Am I that dour, sour, and curmudgeonly
that the return of the sun,
the greening of the earth,
and the season of rebirth
all leave me cold?
But what about the mud, I say,
the bugs,
and even the sun?
So unaccustomed
it blinds my winter-weak eyes,
and angled so diabolically
every dust ball stands out
like an accusation of sloth.
I run hot
so the colder the better.
While the long nights are a refuge
of star-filled skies
and quiet walks.
And who doesn’t delight in thick wool socks
and a cozy fire?
Even snow days are prized,
the white stuff
softening the world and muting its noise,
while I’m happily confined
by impassable roads.
A paean to winter
from a change averse man.
Who sits, listening to the dripping eaves
and shading his eyes.
Who hopes for another sub zero night,
snuggled under his comforter
in a cold dark room,
dreaming pleasant dreams
in restorative sleep.
But not reveries of potholes
soiled snow
and illicit dog poop
thawing in the heat,
but snow angels
northern lights
and wild winter storms,
when the world mercifully stops
and time magically slows.
Nothing odd about me being different.

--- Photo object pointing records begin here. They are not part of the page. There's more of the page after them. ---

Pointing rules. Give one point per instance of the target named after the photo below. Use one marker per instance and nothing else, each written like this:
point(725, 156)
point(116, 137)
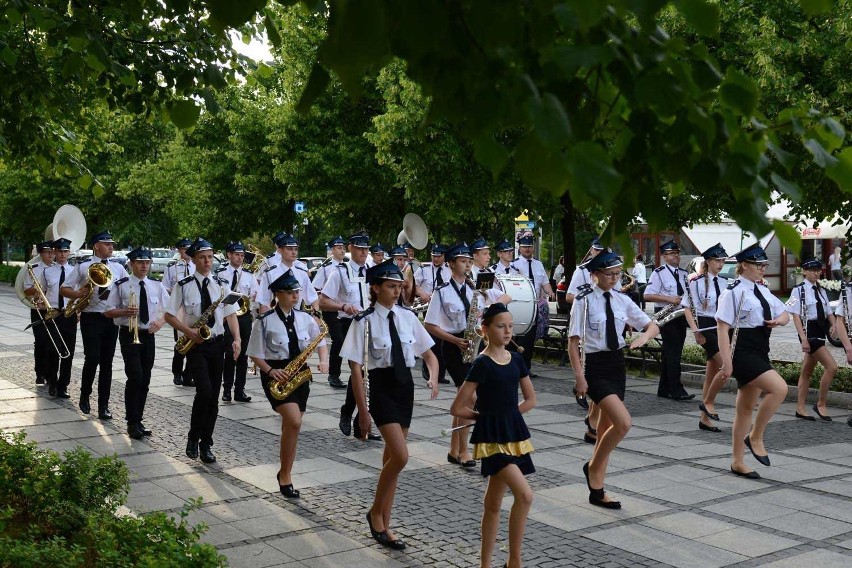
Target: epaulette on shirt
point(361, 315)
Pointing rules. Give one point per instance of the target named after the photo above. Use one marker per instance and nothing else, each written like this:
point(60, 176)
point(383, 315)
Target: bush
point(60, 511)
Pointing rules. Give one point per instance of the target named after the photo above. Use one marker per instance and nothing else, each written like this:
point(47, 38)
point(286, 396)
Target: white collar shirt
point(413, 337)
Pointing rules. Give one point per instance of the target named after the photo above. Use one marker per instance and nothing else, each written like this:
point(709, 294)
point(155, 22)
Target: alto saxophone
point(184, 343)
point(294, 375)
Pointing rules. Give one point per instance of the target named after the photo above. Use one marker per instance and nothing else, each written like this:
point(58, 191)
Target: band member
point(346, 291)
point(193, 297)
point(812, 317)
point(242, 282)
point(288, 250)
point(702, 299)
point(481, 257)
point(667, 286)
point(279, 336)
point(178, 270)
point(59, 370)
point(41, 340)
point(426, 279)
point(598, 316)
point(99, 333)
point(447, 318)
point(137, 302)
point(500, 436)
point(505, 254)
point(533, 269)
point(751, 311)
point(396, 337)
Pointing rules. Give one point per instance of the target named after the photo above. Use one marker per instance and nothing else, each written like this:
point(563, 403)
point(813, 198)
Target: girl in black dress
point(500, 436)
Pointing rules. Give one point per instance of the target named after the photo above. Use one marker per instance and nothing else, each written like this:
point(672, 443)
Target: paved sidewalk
point(681, 505)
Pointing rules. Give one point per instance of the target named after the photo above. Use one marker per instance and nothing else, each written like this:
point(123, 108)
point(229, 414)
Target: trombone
point(49, 316)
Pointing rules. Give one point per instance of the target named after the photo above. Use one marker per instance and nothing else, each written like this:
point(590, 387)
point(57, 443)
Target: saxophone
point(293, 376)
point(184, 343)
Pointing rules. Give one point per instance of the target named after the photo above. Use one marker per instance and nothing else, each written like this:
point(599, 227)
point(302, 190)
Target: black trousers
point(337, 333)
point(674, 336)
point(59, 370)
point(205, 362)
point(99, 337)
point(41, 345)
point(234, 372)
point(138, 362)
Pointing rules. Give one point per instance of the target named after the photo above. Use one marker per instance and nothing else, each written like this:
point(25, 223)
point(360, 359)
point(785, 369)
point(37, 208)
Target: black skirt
point(711, 345)
point(751, 358)
point(298, 396)
point(391, 399)
point(606, 374)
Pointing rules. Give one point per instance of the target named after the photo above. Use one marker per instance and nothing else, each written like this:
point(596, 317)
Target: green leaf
point(816, 7)
point(788, 235)
point(841, 172)
point(739, 92)
point(701, 15)
point(184, 114)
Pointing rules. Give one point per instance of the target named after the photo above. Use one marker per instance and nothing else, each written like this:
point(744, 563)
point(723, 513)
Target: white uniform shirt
point(751, 313)
point(664, 281)
point(446, 309)
point(80, 277)
point(704, 295)
point(245, 285)
point(794, 304)
point(624, 310)
point(270, 275)
point(269, 339)
point(345, 286)
point(321, 276)
point(412, 335)
point(158, 299)
point(177, 271)
point(187, 297)
point(427, 275)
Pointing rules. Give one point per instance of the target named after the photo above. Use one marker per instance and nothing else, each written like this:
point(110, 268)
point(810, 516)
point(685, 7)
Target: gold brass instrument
point(133, 321)
point(294, 375)
point(42, 303)
point(184, 344)
point(99, 277)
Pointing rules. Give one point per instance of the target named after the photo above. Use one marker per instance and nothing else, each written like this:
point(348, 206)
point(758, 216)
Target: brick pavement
point(682, 507)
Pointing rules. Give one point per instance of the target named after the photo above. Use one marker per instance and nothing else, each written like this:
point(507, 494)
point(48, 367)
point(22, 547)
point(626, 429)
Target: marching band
point(381, 315)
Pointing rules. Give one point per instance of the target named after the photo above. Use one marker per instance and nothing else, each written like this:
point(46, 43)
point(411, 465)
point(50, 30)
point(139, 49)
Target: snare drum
point(523, 306)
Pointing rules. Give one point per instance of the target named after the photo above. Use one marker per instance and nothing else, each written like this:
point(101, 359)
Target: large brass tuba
point(294, 375)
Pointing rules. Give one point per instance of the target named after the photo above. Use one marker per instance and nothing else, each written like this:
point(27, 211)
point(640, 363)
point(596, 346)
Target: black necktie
point(611, 335)
point(400, 369)
point(206, 303)
point(767, 313)
point(820, 308)
point(61, 281)
point(143, 303)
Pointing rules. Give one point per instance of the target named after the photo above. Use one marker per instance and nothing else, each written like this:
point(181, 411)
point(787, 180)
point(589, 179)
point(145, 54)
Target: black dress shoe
point(134, 431)
point(825, 417)
point(703, 409)
point(762, 459)
point(206, 455)
point(746, 474)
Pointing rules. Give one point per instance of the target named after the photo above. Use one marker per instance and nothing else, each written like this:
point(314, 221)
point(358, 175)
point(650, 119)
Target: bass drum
point(523, 306)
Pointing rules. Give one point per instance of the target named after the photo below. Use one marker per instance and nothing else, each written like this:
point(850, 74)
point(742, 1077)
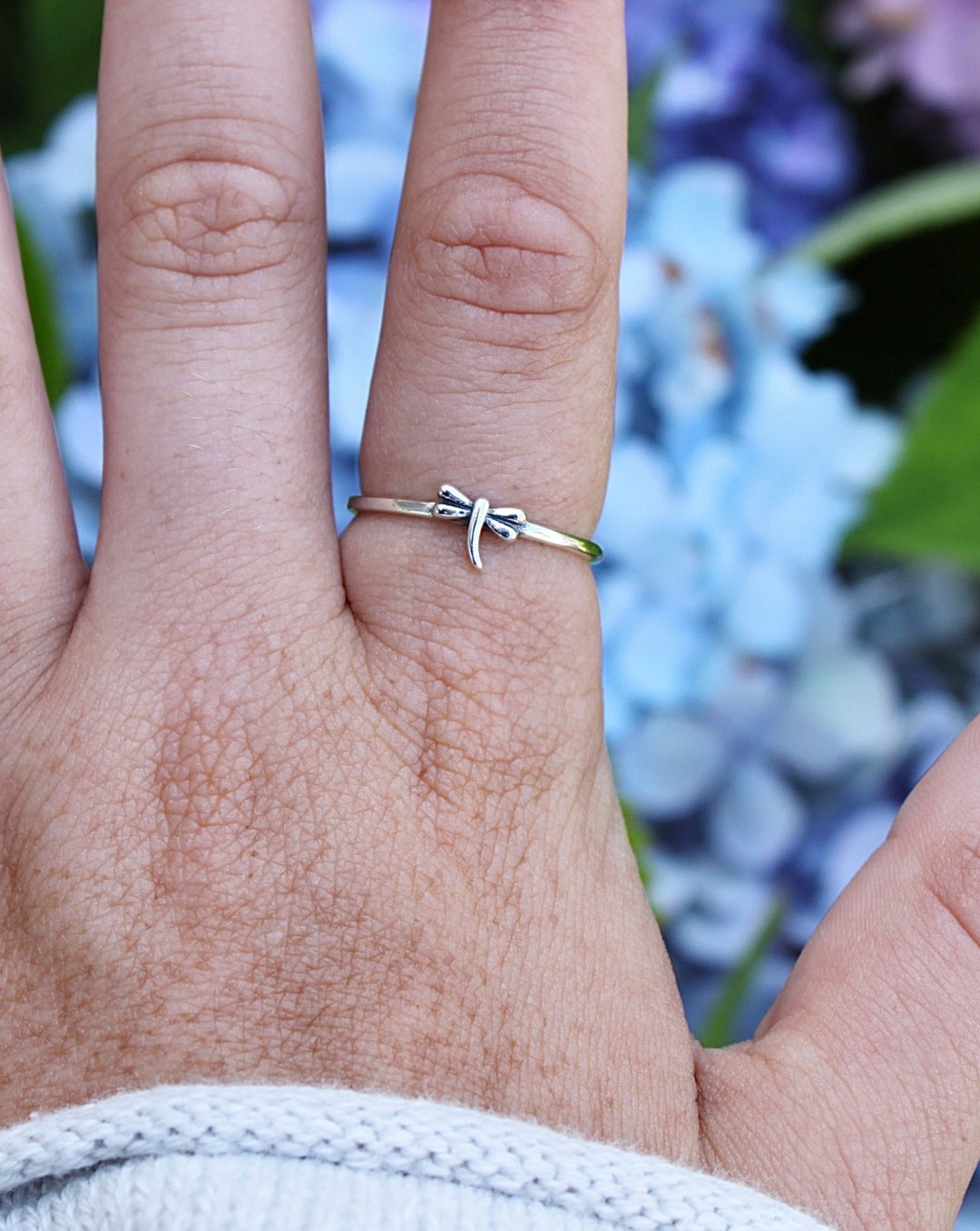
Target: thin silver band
point(506, 523)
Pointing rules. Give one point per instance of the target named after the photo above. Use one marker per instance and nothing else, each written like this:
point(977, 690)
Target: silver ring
point(453, 506)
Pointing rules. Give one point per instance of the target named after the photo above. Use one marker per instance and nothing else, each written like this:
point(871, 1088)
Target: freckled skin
point(276, 806)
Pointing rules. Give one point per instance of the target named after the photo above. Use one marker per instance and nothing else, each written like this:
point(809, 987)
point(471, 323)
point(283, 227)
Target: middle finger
point(212, 266)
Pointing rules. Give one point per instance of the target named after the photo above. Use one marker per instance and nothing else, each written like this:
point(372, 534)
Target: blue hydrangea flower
point(748, 690)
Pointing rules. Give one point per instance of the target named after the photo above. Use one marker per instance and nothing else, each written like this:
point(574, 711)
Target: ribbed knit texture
point(303, 1158)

More than eccentric, I’m almost diametrically at odds with the norm. So is it really unexpected that the older I get the more I love winter? That unlike my peers, the last thing I’d consider would be fleeing it, another snowbird over-wintering in Arizona or Florida. I like the cold. I like the long nights. I like the stark beauty of a real winter. And not just the peacefulness, but the adversity. Never mind not having to constantly clean and dry the dogs. Who themselves are exhilarated by winter and are bad in the heat.
(Although I must also concede that spring has its compensation: not only baseball’s opening day, but the day when every fan has a first place team!)